One technique that seems to be commonly used in debugging practice is that of rebooting the computer at fault, or re-installing a faulty component, which, more often than not, seems to have the desired effect. However, it’s likely that you’ve only temporarily removed a symptom, but not corrected the underlying cause. An example of this is when a machine experiences a kernel crash, or complete and utter hang. Yes, rebooting the machine helps fix the problem temporarily, but it’s usually best to investigate the underlying problem, and attempt to rectify this.
The reason that rebooting, or re-installing a component can seem to alleviate a problem, is because it re-sets that component to a (at least partially) known state. In some cases, this is simply a retrograde step, because you may be unwittingly destroying information which may prove to be vital in the diagnosis. For example, some operating systems may display a kernel stack backtrace on the console of the machine, which may seem like random gibberish to the uninitiated. However, this can be vitally important when to a systems developer.
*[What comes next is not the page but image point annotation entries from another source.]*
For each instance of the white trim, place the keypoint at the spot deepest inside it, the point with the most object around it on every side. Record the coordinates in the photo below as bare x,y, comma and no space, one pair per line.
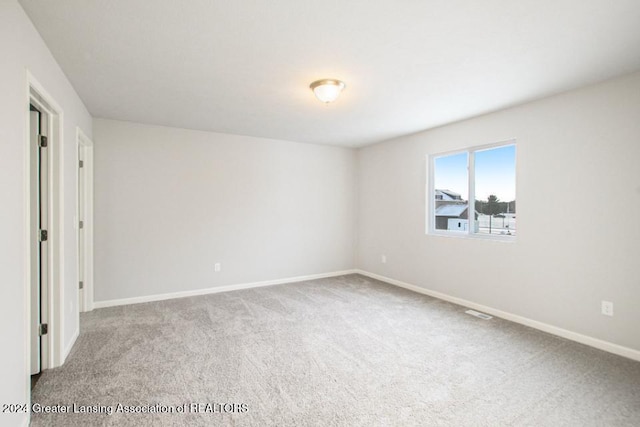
67,350
217,289
554,330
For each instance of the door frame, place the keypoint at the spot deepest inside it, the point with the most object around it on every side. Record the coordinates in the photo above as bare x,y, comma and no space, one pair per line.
52,355
85,146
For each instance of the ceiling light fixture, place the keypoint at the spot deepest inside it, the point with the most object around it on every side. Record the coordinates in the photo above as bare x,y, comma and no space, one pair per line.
327,90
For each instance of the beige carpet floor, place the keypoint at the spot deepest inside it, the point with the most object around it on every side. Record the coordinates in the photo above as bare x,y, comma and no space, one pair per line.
344,351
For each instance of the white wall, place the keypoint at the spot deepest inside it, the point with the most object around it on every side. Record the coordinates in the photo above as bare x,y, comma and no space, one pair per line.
21,48
170,203
578,155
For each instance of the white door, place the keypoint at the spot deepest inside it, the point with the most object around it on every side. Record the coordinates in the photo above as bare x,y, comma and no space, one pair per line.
81,229
39,220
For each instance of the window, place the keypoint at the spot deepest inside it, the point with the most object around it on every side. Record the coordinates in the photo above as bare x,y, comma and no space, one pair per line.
483,178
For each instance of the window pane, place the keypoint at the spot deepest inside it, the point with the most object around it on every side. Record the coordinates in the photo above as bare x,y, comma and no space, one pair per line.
495,192
451,192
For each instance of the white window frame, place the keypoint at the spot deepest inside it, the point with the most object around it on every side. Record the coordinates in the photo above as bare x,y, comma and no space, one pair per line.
431,192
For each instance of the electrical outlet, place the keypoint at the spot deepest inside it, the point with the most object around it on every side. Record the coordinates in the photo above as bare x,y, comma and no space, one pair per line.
607,308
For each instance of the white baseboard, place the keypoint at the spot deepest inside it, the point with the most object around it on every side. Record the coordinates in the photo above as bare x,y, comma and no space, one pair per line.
67,350
215,290
564,333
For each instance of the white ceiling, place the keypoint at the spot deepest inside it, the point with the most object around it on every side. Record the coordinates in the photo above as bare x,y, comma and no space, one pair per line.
244,67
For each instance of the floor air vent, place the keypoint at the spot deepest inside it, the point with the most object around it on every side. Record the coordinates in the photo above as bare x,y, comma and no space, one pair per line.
478,314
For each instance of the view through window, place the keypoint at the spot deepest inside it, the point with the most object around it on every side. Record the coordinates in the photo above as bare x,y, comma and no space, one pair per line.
484,176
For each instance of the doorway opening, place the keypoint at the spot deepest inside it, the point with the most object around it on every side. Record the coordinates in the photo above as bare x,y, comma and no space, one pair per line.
85,221
43,207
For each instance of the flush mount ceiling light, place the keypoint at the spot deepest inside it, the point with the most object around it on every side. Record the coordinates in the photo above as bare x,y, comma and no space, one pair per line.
327,90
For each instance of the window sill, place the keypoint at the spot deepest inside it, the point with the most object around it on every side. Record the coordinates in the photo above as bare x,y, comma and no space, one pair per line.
462,235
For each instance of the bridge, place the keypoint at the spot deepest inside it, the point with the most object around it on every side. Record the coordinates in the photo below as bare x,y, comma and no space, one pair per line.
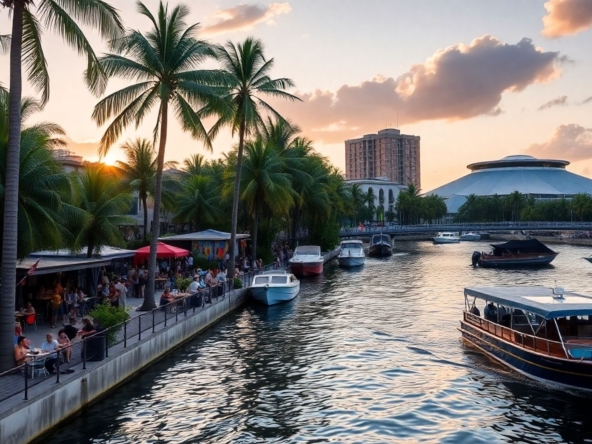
479,227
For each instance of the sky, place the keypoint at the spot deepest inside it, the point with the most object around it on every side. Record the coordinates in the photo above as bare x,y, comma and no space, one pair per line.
475,79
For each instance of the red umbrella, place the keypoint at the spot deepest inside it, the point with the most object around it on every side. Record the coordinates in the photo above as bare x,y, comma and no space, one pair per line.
162,251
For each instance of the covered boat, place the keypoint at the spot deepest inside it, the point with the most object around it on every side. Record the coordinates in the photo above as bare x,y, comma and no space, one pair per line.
307,260
543,333
515,253
274,287
351,254
380,245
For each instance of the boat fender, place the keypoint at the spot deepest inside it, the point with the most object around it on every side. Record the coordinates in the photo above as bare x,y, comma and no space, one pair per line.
475,258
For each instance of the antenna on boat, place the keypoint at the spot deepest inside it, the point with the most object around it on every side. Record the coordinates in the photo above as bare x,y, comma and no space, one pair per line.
558,291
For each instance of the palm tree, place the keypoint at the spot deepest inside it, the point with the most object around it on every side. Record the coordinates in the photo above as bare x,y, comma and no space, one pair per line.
140,171
106,201
164,64
25,47
247,73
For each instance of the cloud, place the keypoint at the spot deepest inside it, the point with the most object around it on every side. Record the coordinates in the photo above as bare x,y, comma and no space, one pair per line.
245,16
572,142
459,82
557,101
566,17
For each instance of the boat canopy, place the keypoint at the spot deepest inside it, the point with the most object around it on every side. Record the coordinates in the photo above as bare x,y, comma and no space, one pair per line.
539,300
522,246
308,249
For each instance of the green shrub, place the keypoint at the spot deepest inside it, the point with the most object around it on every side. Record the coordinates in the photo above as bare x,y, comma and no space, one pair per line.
110,317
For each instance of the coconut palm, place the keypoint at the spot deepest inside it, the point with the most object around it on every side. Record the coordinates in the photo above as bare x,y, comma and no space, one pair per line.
106,201
164,64
247,73
28,18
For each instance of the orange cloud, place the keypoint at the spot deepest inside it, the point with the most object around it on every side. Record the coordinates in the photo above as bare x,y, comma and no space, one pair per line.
566,17
459,82
571,142
245,17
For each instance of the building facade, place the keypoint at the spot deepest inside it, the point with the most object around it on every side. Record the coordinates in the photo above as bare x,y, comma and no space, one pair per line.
388,155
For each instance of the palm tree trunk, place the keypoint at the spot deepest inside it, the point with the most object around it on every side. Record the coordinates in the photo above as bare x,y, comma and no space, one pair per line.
145,208
9,238
149,302
235,199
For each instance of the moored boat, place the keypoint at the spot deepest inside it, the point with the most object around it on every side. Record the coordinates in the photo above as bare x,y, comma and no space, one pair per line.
515,253
274,287
307,260
351,254
380,245
447,238
470,236
543,333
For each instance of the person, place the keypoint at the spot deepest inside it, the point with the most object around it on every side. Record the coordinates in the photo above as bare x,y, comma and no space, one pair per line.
49,346
55,304
166,297
64,343
20,351
71,330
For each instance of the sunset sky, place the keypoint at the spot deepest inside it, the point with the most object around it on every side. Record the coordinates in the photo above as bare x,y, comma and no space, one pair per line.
476,80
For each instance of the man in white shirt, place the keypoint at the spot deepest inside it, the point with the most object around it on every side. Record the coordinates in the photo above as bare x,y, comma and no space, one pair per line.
50,345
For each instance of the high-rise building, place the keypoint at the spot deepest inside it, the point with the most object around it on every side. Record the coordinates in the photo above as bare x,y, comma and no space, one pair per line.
388,155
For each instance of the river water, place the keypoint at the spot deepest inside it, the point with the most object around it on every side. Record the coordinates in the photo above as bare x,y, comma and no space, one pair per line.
364,356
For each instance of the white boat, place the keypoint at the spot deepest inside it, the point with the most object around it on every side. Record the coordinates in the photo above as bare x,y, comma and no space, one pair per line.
351,254
307,260
470,236
274,287
447,238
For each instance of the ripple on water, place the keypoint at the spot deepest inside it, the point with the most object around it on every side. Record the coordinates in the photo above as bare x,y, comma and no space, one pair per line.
361,356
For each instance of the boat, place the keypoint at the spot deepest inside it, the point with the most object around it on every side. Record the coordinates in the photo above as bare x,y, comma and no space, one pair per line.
307,260
515,253
447,238
470,236
274,287
380,245
351,254
543,333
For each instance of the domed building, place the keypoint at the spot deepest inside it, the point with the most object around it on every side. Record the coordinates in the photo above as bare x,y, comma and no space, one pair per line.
540,178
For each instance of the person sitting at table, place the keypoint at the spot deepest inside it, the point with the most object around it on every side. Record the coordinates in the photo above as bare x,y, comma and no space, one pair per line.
20,351
70,329
64,343
49,346
55,304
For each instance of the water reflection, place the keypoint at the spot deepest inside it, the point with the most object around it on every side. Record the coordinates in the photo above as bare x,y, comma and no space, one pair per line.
364,355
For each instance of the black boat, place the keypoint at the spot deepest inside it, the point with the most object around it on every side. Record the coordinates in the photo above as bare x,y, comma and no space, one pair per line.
515,253
380,245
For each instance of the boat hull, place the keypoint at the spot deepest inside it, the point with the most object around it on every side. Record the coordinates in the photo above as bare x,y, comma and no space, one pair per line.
538,261
569,373
306,268
269,295
380,250
351,261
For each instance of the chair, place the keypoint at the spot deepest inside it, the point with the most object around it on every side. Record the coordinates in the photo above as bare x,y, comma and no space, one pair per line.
37,366
31,320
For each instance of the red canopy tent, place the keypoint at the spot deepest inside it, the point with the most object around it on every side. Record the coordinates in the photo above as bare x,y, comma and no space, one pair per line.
162,251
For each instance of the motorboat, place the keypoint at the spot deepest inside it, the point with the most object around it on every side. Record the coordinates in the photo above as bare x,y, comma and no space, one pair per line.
544,333
275,286
380,245
447,238
307,260
351,254
515,253
470,236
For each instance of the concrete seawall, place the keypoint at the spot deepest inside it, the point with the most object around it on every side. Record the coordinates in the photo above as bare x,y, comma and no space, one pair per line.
51,404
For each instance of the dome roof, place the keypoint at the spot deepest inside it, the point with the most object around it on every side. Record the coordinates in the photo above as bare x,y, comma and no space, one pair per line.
541,178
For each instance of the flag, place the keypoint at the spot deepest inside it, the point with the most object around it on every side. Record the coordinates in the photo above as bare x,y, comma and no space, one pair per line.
33,268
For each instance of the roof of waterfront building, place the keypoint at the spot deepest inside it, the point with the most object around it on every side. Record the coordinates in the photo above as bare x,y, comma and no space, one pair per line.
541,178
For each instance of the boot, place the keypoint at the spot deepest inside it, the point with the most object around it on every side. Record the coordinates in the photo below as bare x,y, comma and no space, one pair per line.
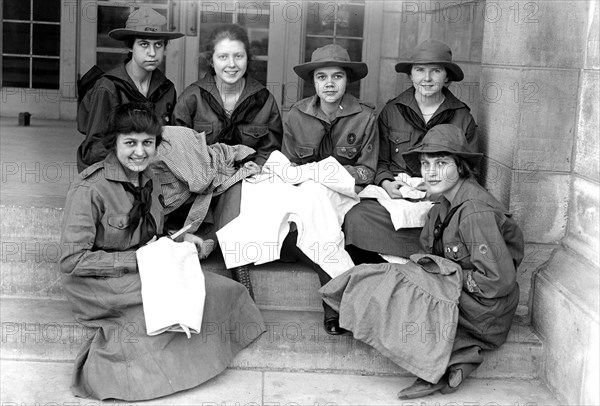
457,373
241,274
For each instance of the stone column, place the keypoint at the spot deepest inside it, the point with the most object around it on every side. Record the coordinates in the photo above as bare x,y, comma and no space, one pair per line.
538,116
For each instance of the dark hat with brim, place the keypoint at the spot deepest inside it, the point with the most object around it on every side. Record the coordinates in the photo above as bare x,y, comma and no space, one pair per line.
446,138
332,55
432,52
144,22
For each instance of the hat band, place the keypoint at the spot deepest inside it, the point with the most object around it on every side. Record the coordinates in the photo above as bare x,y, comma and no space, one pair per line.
145,28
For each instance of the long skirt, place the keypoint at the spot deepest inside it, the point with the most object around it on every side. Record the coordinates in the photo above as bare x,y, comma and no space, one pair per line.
404,312
368,226
121,361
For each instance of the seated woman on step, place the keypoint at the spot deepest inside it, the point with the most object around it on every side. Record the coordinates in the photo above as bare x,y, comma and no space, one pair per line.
113,208
470,236
402,124
332,123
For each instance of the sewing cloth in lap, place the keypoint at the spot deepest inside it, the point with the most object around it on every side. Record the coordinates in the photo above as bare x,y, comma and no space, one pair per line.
173,290
408,312
403,213
187,167
315,197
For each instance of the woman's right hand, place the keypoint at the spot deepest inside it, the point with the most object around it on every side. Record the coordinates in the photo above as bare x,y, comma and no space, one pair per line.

Another example might be to reboot a machine which has been subject to unwanted intrusion, and is causing a denial of service against either your, or someone else’s network. In this case, the state of the running processes on the machine, and network connections can be of great help. For example, there may be a process on the machine which is permitting remote control of the machine by a malicious third party. A common method of controlling these bots is to connect to an IRC server, and join a channel which distributes commands. If you just turn the machine off, then you won’t be able to discover where the commands are coming from (this is probably going to be quite difficult anyway, because an attacker with an ounce wouldn’t normally be connected directly from say, their home ADSL connection).
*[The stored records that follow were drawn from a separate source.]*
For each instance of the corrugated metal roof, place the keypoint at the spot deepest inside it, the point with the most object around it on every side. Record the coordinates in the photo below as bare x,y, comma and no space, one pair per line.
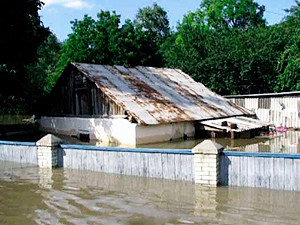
243,123
159,95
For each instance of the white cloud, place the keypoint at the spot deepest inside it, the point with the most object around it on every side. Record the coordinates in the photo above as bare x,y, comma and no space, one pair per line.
73,4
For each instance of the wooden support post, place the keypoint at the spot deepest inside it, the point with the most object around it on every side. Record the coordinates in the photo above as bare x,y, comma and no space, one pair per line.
207,163
47,151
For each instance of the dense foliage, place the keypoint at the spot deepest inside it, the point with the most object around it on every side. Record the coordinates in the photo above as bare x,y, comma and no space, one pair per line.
226,45
21,34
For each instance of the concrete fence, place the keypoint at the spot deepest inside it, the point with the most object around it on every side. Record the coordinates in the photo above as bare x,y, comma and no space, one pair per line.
280,109
264,170
167,164
205,164
21,152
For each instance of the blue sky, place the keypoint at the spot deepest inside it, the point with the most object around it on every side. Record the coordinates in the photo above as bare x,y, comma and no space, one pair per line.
57,14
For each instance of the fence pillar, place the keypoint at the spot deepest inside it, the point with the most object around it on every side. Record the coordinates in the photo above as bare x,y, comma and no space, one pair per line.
47,151
207,163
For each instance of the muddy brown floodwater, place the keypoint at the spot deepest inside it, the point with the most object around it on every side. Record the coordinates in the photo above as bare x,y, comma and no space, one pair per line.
30,195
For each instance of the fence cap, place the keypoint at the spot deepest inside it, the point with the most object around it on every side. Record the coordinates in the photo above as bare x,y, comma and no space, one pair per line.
208,147
49,140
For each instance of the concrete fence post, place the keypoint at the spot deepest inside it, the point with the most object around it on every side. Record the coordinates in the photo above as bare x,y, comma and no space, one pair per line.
207,163
47,151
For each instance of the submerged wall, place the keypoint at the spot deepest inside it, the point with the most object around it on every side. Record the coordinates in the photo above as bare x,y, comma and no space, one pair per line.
21,152
280,109
167,164
264,170
205,164
117,130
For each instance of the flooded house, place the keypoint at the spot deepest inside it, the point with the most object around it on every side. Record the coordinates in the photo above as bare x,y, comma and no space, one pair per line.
132,106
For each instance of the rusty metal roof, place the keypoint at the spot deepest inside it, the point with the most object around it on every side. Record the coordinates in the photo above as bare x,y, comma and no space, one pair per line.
159,95
243,123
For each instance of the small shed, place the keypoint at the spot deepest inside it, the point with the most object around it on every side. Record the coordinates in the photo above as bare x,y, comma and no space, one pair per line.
131,105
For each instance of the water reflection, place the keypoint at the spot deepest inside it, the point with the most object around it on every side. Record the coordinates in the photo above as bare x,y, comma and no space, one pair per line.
32,196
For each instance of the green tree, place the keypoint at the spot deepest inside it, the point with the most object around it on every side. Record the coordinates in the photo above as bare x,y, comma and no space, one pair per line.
226,46
152,28
21,34
289,63
41,75
227,14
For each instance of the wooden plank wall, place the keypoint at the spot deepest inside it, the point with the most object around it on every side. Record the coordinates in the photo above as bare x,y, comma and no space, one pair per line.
75,95
26,153
159,165
281,173
284,110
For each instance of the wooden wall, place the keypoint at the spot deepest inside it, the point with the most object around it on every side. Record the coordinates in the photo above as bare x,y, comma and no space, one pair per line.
75,95
277,109
273,171
174,165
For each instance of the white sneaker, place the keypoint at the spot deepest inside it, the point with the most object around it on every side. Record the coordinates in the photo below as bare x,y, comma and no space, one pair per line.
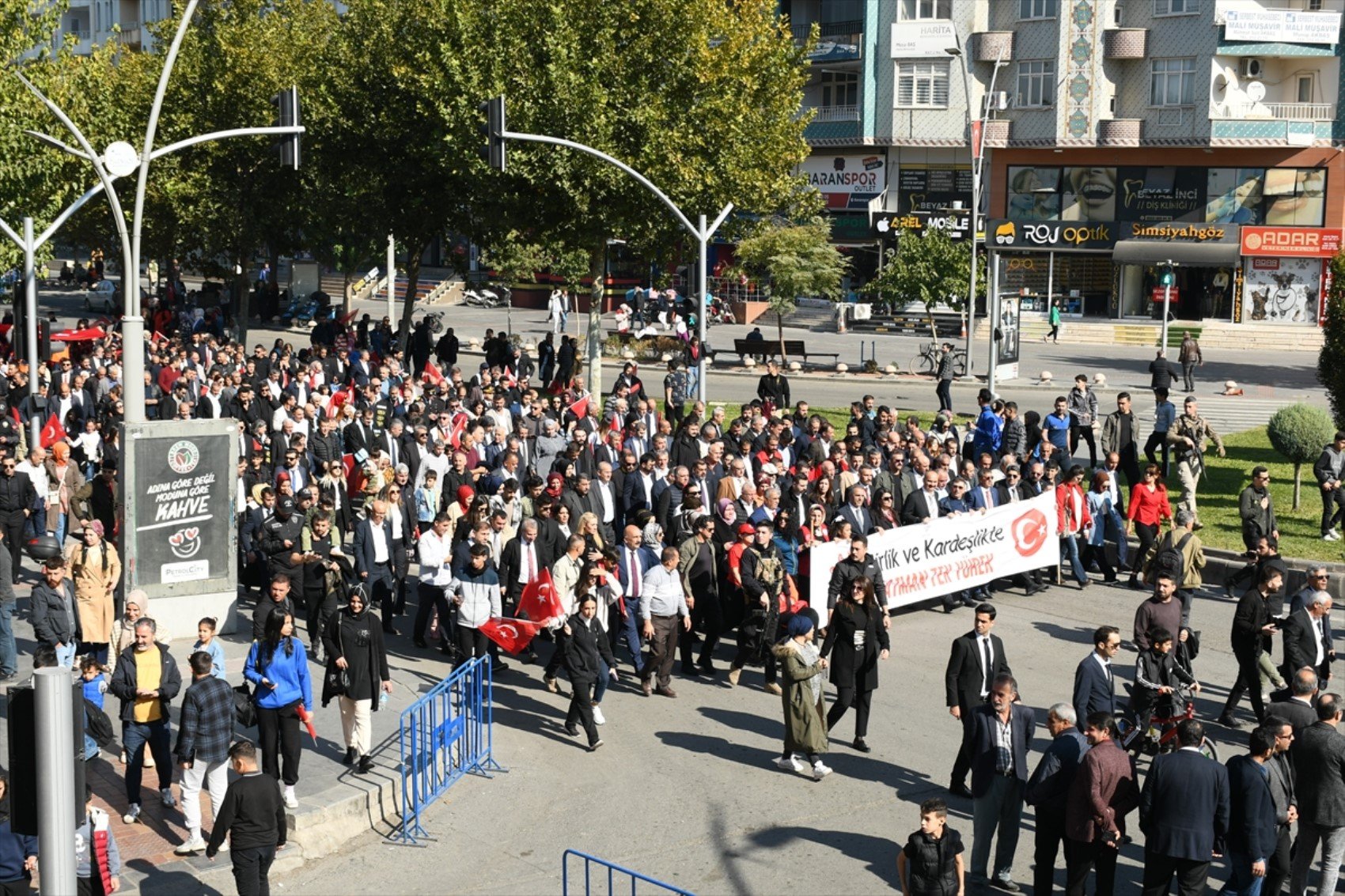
194,845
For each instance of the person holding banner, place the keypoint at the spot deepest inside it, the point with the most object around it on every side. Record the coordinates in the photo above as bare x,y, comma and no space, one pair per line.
860,639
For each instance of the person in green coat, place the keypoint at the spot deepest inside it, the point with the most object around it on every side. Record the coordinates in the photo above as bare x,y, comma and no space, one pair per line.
805,713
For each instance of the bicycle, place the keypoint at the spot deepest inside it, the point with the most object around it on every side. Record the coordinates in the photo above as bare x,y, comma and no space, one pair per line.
927,362
1160,736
Of course, that’s not to say that we shouldn’t leave the machine in an unrecoverable state. In the case of a break in, it’s often best to disconnect the machine as soon as you can, and you may not be able to move the machine onto a quarantine area for examination, we need to compromise by taking a snapshot of the state of the machine (filesystem snapshots and / or virtual machine snapshots are useful here). Or in the case of a kernel crash, you might take a photograph of the console screen, or just configure a logged serial terminal for the next time it occurs.
In real life
Now, by and large, you won’t need to think about the steps that you undergo when you start to debug a problem; once you’ve been working on something for a while, you internalise the structure, and you no longer have to think about it. But of course, we sometimes get stuck, and find a problem that’s seemingly impossible to solve. In these cases, stepping back from the system, and working through it methodically is the answer.
It’s also often the case that multiple teams of people are involved with fixing a particular problem, which can mean that it’ll take far longer to arrive at a diagnosis, especially when they don’t keep a detailed record of what has been tested, and the evidence that’s been gathered already. It can be easy to descend into irrationality and start blaming other teams for problems, when some methodical diagnosis would help solve the problem. One answer to this is to state that all investigation must be recorded in a form that’s accessiable to all concerned (for example, a trouble ticket system).
For example, some of the lower levels of support teams aren’t always entirely forthcoming with any diagnostic information they’ve gathered (if any) when escalating an issue to higher level teams. One answer to this problem is to standardize on what level each team is expected, what tests they should perform at each step, and how these should be recorded. Of course, this needs to be enforced, perhaps by having one member of each team who is dedicated to doing triage, and ensuring that all the required information is present. If not, the request should be returned to the original department (of course, this draconian method isn’t always appropriate).